The author is sound technician for Nicklas Strömberg Produktion AB.
TRELLEBORG, Sweden — The last bit of the sound chain has sometimes been the most awkward.
Long distances, humming copper wires, external interference, heavy rain, lightning and hard-to-reach towers can be challenging. Not to mention the expensive sound processors that have to be placed at the transmitter out in the woods or up on the mountain!
Now, with the technology that transmits a complete MPX signal from the studio-side audio processor to the transmitter, it has become so much easier.
In a recent project for a customer, we replaced seven AoIP codecs, seven sound processors and seven RDS encoders with a single Omnia.9 processor and seven Omnia MPX Nodes.
Having the Omnia.9 in-studio also means that the customer’s Livewire production environment now delivers a completely unbroken digital audio chain from playout server to transmitter, and each transmitter gets fed the same great Omnia.9 sound.
The connections from the studio to the seven sites are of different classes.
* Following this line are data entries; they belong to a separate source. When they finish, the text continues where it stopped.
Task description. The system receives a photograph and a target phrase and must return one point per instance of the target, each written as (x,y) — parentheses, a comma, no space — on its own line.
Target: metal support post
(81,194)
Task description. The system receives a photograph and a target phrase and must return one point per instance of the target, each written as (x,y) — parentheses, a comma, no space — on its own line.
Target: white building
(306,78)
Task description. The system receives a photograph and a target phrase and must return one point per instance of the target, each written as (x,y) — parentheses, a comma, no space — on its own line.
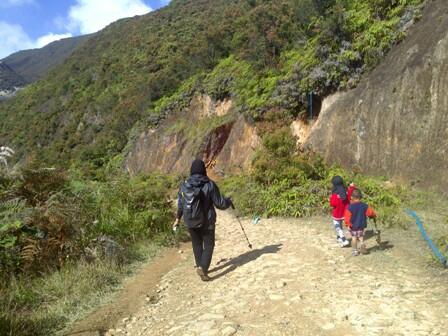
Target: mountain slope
(265,55)
(9,80)
(33,64)
(395,122)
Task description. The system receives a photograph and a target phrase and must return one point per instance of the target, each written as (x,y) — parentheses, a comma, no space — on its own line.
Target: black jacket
(212,198)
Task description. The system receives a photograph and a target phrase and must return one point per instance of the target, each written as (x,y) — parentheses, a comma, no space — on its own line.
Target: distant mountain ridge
(31,65)
(10,81)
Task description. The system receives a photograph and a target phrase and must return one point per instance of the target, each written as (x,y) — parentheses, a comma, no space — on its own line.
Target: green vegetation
(267,55)
(65,239)
(285,183)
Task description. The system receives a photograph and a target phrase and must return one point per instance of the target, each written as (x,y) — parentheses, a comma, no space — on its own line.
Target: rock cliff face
(208,130)
(395,123)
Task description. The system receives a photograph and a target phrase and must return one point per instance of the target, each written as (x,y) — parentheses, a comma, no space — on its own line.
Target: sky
(27,24)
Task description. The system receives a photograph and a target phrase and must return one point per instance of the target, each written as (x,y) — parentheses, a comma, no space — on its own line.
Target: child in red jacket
(339,201)
(356,220)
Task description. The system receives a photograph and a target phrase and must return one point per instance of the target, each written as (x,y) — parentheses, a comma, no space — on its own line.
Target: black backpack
(192,205)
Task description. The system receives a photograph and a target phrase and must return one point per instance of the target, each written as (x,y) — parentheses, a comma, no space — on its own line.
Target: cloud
(13,38)
(89,16)
(86,16)
(47,39)
(13,3)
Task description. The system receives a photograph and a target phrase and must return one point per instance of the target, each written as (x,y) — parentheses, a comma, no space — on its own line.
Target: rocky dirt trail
(298,281)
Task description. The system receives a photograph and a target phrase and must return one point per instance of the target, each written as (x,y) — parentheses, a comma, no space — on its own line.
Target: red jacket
(339,205)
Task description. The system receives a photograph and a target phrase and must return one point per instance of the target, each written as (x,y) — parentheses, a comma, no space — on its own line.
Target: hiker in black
(198,197)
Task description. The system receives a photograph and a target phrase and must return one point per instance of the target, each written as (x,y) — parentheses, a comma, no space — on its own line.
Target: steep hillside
(132,77)
(9,80)
(33,64)
(395,123)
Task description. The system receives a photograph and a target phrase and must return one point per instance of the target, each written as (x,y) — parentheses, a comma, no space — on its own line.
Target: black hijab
(339,188)
(198,168)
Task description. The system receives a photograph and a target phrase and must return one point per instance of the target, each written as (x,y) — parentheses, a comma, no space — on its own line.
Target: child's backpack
(192,206)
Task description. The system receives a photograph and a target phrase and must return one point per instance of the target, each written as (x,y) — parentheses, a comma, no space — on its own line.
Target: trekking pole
(242,228)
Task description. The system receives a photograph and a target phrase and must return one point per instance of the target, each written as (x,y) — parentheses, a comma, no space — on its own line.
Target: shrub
(291,184)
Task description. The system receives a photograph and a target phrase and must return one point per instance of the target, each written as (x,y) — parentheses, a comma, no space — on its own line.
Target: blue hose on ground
(431,244)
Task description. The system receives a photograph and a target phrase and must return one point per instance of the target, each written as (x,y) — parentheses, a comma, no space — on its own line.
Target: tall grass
(286,183)
(66,240)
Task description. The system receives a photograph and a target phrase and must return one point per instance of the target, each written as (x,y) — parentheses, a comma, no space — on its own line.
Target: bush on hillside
(49,217)
(287,183)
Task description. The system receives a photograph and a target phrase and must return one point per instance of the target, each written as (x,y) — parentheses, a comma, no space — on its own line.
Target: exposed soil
(295,281)
(131,297)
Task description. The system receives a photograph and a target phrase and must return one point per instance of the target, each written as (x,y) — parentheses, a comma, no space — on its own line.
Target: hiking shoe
(364,249)
(202,274)
(343,242)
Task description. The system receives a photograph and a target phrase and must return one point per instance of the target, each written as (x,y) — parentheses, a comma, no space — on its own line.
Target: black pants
(203,241)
Point-to-point fiber, radio link and internet via ADSL. Since the MPX Node only requires a 320 kbps data stream, there are no problems with buffering. In an emergency, 4G mobile data also works well, but there can be problems with that, for example, longer latency.
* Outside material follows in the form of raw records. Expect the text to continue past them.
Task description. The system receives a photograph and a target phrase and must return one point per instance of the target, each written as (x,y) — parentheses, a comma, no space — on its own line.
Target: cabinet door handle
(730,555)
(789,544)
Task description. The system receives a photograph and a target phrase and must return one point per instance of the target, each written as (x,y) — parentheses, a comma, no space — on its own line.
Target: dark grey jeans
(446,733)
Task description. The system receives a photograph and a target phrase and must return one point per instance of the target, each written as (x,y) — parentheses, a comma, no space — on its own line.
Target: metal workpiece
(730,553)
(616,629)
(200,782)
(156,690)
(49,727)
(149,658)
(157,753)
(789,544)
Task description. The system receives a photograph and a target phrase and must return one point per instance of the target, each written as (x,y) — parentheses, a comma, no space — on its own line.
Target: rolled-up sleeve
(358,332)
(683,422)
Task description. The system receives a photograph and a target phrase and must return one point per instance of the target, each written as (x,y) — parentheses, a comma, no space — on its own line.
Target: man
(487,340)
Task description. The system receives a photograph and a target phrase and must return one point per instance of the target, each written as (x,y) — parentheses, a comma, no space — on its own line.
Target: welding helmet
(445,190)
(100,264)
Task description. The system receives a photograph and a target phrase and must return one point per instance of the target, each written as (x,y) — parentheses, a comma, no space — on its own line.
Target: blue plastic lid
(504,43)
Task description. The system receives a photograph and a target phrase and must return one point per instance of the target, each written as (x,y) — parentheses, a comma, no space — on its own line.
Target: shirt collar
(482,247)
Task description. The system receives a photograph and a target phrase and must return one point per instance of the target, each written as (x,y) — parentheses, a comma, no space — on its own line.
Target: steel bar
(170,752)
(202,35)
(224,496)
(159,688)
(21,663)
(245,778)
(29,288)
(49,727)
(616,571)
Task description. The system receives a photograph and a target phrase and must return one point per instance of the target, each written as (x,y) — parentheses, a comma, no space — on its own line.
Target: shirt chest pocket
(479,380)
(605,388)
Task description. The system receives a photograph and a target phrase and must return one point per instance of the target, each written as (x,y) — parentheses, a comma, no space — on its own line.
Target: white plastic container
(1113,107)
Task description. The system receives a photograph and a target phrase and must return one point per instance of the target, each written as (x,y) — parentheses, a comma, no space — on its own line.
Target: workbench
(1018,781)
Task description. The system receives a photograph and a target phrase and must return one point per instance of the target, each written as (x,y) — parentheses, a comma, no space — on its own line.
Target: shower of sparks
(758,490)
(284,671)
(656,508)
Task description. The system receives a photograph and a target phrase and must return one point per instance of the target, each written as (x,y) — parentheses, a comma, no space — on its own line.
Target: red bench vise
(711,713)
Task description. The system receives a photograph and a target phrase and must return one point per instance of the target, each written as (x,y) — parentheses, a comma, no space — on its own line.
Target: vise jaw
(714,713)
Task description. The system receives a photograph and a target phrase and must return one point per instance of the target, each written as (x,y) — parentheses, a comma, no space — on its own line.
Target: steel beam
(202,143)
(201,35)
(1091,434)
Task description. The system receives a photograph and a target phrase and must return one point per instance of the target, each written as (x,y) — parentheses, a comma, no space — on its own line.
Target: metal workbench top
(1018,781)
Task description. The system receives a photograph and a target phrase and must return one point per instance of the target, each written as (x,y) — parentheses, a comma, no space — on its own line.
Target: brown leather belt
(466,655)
It came as an unpleasant surprise to another client when their old internet-connected AoIP equipment was hacked and destroyed, with dead air as a result. Luckily they already had an Omnia.9 in the studio.
When they called me for help, I quickly ordered an Omnia Audio µMPX FM composite license for their Omnia.9 (basically turning it into an STL), and took my spare MPX Node to their transmitter. Only a short while later, they were on air again, and now they no longer have to worry about data intrusion because the MPX node has a built-in secure firewall.
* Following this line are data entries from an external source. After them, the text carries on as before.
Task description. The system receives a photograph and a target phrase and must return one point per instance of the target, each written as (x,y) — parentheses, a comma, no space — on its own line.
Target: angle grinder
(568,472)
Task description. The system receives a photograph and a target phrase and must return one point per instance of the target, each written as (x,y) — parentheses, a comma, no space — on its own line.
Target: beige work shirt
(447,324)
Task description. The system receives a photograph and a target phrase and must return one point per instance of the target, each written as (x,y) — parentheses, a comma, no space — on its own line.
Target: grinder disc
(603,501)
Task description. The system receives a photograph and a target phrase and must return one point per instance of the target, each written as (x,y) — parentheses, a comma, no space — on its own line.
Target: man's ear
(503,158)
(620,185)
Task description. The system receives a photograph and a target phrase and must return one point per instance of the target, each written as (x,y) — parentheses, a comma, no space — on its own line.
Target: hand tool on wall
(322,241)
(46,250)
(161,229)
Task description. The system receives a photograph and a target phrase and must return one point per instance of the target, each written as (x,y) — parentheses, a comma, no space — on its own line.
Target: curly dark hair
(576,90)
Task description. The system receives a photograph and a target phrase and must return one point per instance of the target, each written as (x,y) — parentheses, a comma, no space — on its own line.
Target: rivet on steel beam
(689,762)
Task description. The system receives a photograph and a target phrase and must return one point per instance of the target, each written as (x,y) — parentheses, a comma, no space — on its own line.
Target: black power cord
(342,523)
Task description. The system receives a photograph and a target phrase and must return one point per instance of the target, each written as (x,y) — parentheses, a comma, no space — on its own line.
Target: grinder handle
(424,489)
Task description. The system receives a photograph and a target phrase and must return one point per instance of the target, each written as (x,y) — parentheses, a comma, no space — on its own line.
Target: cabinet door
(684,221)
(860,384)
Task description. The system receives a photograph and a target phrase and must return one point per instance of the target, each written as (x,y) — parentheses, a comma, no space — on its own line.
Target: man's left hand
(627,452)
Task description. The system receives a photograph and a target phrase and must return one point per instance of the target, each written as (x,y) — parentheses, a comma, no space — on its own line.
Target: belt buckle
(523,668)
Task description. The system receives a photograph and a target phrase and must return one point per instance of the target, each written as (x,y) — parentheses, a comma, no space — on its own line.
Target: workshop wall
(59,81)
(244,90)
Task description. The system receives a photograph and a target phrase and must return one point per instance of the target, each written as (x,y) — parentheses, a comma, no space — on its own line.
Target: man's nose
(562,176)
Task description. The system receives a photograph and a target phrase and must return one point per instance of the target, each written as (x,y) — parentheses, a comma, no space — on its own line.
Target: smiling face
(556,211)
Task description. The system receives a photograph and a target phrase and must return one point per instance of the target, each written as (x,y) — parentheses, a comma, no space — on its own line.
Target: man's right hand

There are several methods of implementation. In some cases, the customer already has an audio processor but it does not support µMPX. The Omnia MPX Node is also available as an encoder providing an easy end-to-end connection by simply adding two to the workflow. The MPX node encoder can even send redundant streams to multiple MPX Node decoders for multiple transmitter sites.
The easiest implementation is if the sound processor is an Omnia.9, which has the secure µMPX function built in. It can send up to 16 simultaneous streams (or more on a private network that permits multicast), so if it is a large station with 16 transmitters, it can save a lot of money as the air chain no longer needs expensive sound processors at each transmitter. One Omnia.9 in the studio and 16 MPX Nodes is enough. This reduction in technology investment means there will be more money left over for content and staff.
Radio World User Reports are testimonial articles intended to help readers understand why a colleague chose a particular product to solve a technical situation.